It is natural human instinct to want to protect one’s “personal scene” from outsiders who could infiltrate it and potentially ruin it. Underground electronic music is after all one of the last true refuges of independent music, more so than indie rock itself despite what its name suggests. However, at what point are people taking this territorial pissing too far? The music world is vastly different today than it was a decade ago. This is not Radiohead releasing Kid A in 2000 and people being shocked that a rock band is aware of Aphex Twin and Autechre. Guitar-bands having a profound interest in electronic music are so common these days that it is surprising that anyone still bats an eyelid over it. And we are not talking about former screamo singers turned brostep poster boys here, but some English kids who grew up visiting clubbing institutions like Fabric on the weekend and developing a genuine appreciation for the music. They might not have found their true calling there; however, they also never really abandoned it. Jamie XX immediately comes to mind as someone initially involved with indie rock band the XX, but became deeply influenced by UK bass music, and eventually developed into a well-regarded producer and DJ in his own right. In turn, it was the XX’s use of negative space which influenced James Blake to rethink the way he wrote music, and become one of the most exciting young producers around. As it is often said, outsiders bring a fresh perspective to a scene where those already involved can become trapped in their own lil’ bubble. When acts like Laurel Halo can be signed to Hyperdub, and Pantha Du Prince wants to release records through Rough Trade, perhaps musicians themselves understand something far greater than short-sighted fans and critics do.
I entered college and discovered the power of real dance music. Until then I wrongly perceived all dance music to be big room cheese that people popped pills to… much like the rock press before me previously did.
The idea of maintaining the supposed “purity” of a scene is a naïve and foolish one at best. Yes, we all cherish being a part of a special music community with like-minded people, but when others are being excluded simply for coming from a different background, it becomes detrimental to progress and unsustainable in the long run. I admittedly was unaware of most electronic music that was not IDM or ambient until I entered college and discovered the power of real dance music. Until then I wrongly perceived all dance music to be big room cheese that people popped pills to... much like the rock press before me previously did. Not everyone grew up being exposed to the most obscure white labels out of the womb, and bless Detroit for that because how awfully boring would that be if we all had the same taste and made the same music. Even some of our most revered producers and DJs from the scene such as Carl Craig proudly admit they grew up on indie staples like The Smiths who significantly shaped the way he listened to and produced music. And I’m sure he made a mediocre mix or two along the way before becoming the maestro he is now.
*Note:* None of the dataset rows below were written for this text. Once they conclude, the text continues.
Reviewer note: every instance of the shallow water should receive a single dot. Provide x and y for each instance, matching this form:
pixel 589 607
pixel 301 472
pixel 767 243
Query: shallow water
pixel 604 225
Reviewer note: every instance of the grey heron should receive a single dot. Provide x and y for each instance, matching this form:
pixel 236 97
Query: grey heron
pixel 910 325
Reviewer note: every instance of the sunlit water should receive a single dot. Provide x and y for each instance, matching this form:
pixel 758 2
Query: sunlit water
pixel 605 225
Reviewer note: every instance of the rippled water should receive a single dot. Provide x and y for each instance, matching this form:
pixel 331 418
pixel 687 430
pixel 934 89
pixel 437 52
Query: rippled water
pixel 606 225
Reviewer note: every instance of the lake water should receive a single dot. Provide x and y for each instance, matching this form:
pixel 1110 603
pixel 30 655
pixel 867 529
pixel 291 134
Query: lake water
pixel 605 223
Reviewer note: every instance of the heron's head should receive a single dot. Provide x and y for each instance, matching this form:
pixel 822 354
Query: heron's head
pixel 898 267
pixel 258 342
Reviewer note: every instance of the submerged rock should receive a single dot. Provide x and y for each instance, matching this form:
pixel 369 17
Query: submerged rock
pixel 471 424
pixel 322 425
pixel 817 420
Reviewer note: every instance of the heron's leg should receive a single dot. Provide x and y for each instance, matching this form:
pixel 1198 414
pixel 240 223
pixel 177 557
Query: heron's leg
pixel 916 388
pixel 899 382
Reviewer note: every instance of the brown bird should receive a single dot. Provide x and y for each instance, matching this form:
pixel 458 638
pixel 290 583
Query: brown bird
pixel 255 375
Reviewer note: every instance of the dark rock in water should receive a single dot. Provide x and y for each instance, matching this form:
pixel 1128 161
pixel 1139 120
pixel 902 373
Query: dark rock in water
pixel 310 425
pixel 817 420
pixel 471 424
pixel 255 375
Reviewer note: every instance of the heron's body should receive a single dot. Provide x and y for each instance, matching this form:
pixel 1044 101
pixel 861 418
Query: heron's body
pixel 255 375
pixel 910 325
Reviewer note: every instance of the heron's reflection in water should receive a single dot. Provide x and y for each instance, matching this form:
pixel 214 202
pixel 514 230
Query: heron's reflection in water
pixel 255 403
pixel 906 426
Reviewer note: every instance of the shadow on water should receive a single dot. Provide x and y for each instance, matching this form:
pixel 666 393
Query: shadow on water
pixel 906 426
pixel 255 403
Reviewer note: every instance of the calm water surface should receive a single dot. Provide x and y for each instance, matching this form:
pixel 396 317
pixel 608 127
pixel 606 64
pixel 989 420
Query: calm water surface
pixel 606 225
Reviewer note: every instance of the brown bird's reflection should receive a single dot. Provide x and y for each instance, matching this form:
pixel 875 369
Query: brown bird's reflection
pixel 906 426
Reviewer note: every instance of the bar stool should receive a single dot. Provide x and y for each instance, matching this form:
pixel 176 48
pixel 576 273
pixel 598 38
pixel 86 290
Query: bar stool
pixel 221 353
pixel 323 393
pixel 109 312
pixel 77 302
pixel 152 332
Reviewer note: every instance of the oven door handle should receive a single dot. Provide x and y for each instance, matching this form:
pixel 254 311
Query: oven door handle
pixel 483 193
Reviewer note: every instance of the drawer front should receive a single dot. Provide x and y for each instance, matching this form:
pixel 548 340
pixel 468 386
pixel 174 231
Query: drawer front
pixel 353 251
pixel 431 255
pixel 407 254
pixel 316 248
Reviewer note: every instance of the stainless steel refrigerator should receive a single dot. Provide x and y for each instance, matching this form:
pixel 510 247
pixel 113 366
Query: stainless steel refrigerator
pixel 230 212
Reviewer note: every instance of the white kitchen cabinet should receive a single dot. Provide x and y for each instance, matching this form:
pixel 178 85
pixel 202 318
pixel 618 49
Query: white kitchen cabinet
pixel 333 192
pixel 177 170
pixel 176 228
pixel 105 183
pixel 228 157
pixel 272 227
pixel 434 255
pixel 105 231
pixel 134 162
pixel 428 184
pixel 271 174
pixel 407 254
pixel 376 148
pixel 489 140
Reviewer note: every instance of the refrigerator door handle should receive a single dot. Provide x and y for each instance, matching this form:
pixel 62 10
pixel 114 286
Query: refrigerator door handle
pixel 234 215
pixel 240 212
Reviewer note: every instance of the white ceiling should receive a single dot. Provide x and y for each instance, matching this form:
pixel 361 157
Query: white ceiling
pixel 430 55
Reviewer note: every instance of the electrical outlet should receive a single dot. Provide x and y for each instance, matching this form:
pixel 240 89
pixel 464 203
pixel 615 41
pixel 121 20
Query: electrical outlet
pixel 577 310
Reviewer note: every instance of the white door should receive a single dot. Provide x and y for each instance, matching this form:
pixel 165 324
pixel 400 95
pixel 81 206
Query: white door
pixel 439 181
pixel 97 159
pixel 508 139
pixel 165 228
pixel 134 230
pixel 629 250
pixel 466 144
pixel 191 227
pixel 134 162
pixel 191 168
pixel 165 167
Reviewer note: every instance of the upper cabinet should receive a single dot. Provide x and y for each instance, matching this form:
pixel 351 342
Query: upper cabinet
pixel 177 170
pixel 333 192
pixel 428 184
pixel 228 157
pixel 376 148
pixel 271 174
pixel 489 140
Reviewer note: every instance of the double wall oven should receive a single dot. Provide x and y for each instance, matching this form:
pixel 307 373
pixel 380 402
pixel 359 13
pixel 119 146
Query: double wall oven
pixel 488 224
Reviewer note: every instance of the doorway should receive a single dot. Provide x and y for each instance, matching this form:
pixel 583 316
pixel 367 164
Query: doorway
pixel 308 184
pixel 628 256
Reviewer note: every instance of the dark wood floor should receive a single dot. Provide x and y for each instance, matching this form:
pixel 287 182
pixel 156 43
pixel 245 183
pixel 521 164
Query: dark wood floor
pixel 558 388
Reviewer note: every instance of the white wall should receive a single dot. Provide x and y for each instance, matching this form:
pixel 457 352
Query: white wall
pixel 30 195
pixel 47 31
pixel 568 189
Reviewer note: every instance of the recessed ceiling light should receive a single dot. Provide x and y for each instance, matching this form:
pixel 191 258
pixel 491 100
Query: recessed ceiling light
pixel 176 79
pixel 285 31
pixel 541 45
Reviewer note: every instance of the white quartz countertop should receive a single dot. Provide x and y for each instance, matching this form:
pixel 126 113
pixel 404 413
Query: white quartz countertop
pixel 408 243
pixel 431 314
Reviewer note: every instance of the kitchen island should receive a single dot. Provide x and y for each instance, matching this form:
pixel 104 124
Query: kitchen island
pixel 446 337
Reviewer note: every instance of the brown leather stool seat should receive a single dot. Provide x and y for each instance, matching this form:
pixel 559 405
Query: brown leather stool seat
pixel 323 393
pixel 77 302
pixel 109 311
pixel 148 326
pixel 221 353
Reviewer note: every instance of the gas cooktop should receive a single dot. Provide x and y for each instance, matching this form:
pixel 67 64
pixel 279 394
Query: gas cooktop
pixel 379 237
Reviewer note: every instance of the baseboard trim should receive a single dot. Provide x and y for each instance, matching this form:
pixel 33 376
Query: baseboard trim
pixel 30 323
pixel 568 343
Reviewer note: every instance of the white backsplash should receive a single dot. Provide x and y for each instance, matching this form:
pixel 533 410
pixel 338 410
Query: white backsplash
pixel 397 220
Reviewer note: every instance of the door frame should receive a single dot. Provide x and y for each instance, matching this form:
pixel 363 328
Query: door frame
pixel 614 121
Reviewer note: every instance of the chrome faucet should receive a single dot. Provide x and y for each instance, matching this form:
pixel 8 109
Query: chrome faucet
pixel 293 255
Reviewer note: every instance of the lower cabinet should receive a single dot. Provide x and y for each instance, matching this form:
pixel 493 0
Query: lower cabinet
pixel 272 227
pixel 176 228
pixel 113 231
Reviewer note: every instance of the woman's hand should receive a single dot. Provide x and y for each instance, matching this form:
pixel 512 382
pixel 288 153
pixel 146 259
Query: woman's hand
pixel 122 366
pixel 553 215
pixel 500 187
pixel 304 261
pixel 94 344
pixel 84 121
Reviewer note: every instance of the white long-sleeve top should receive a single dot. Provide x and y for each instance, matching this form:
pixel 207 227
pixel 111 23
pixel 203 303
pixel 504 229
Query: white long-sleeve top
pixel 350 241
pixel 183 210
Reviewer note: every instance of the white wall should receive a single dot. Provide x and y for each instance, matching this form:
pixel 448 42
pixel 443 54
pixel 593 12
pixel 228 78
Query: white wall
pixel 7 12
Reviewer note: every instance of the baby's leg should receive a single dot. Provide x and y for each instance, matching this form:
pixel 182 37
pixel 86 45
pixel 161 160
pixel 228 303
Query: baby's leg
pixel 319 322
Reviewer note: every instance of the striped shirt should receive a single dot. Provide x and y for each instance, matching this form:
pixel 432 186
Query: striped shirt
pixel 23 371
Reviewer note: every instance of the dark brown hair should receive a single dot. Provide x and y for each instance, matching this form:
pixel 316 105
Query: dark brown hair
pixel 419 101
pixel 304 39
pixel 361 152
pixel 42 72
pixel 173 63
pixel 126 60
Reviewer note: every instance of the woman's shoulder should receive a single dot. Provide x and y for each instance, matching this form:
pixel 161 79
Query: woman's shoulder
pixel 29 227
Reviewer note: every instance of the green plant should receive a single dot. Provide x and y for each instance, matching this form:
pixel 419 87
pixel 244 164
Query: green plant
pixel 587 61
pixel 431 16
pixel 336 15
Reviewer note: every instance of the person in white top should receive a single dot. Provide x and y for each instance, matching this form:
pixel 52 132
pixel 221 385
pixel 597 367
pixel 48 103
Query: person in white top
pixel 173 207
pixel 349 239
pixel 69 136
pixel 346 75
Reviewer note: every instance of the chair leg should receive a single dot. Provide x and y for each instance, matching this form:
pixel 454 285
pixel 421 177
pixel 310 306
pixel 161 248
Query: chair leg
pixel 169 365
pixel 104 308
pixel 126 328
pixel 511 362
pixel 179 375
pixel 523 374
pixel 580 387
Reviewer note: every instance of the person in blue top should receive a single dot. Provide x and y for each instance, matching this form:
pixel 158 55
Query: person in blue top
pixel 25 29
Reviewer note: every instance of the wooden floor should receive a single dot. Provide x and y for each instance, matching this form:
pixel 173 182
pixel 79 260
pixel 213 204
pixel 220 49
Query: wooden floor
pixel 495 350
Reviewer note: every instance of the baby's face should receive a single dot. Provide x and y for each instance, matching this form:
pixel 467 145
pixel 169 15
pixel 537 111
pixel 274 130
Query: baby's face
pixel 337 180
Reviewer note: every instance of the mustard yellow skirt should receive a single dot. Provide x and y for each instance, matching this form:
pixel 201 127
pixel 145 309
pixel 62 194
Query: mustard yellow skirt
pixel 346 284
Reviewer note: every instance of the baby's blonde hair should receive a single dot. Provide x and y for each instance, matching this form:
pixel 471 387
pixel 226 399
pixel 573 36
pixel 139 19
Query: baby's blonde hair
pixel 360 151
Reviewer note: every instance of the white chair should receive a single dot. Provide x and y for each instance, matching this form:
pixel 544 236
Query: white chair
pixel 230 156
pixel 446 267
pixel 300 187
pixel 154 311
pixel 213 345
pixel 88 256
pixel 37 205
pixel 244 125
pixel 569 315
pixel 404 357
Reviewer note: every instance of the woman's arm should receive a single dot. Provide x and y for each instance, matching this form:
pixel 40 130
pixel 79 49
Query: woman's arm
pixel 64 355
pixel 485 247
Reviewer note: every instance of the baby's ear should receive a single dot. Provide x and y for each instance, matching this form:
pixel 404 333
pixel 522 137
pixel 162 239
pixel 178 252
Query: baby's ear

It might be fashionable right now to hate on “outdated” guitars, but the reality is that with the possible exception of the late ‘80s, indie and electronic music are more deeply entangled than they have ever been. People should be excited that others are taking notice of electronic music in ways that were once unimaginable, and eager to be involved and contribute in their own ways. Maybe the indie rocker and clubber aren't as different as we like to think.